Olive Tapenade Recipe

Rich olive tapenade is a great appetizer that can be made up to 1 week ahead. Olives and olive oil are loaded with healthy fats. Try this tapenade with whole grain crackers or toasted baguette slices.

Ingredients

  • 3/4 pound pitted black olives, such as Kalamata, Niçoise or Gaeta
  • 2 oz capers, drained and rinsed
  • 2 cloves garlic, minced
  • 1 tsp Dijon mustard
  • 1 bay leaf, finely chopped
  • 3 Tbsp chopped fresh parsley
  • 1/4 tsp crushed red pepper flakes
  • 3 Tbsp lemon juice
  • 1 tsp red wine vinegar
  • 1 Tbsp brandy
  • 1/4 cup extra-virgin olive oil
  • chopped tomatoes and parsley, for garnish, optional

Directions

  1. Combine all ingredients except olive oil, tomatoes and parsley for garnish in the bowl of a food processor and pulse to combine well.
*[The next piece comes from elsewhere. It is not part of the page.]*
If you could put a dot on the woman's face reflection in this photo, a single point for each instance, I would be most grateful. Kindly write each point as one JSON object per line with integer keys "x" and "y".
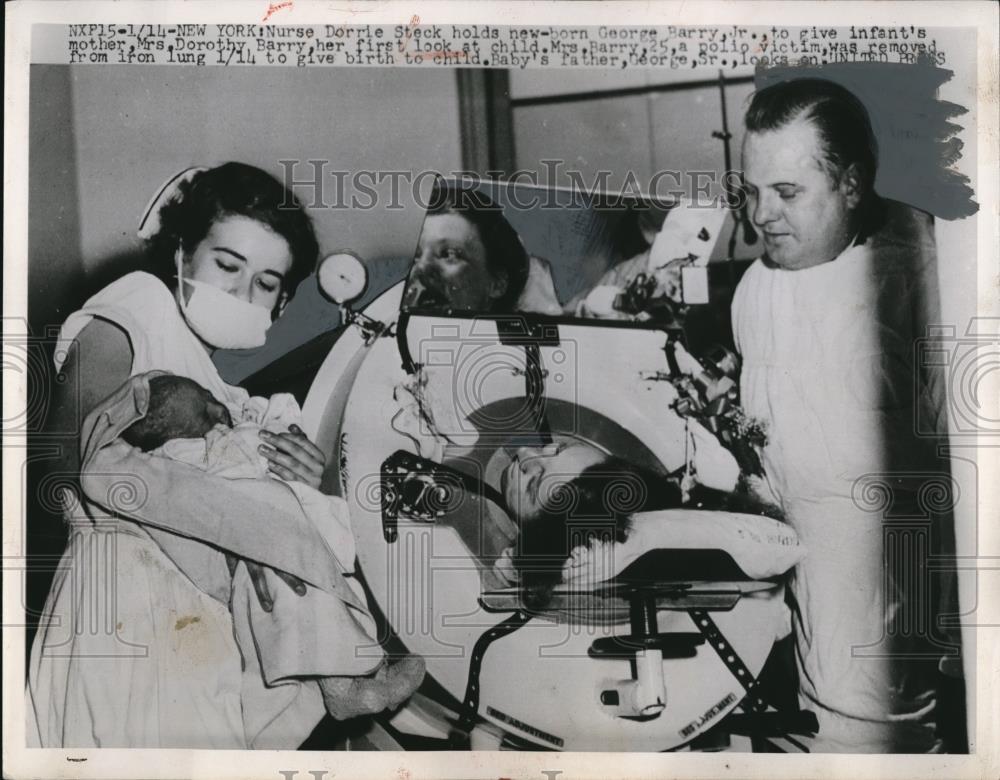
{"x": 450, "y": 268}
Continue to process, slowly adding the oil, until mixture is coarsely puréed.
  2. Refrigerate, covered, for up to 1 week. When ready to serve, top with chopped tomatoes and parsley, if desired.

Nutrition Facts

Serving Size

Amount Per Serving

Calories
50
% Daily Value*
  • Total Fat
    5g
    8%
  • Saturated Fat
    0
    0%
  • Cholesterol
    0
    0%
  • Sodium
    257mg
    11%
  • Total Carbohydrate
    2g
    1%
  • Dietary Fiber
    1g
    4%
  • Sugars
  • Protein
    0
    0%
* Percent Daily Values are based on a 2,000 calorie diet. Your Daily Values may be higher or lower depending on your calories needs.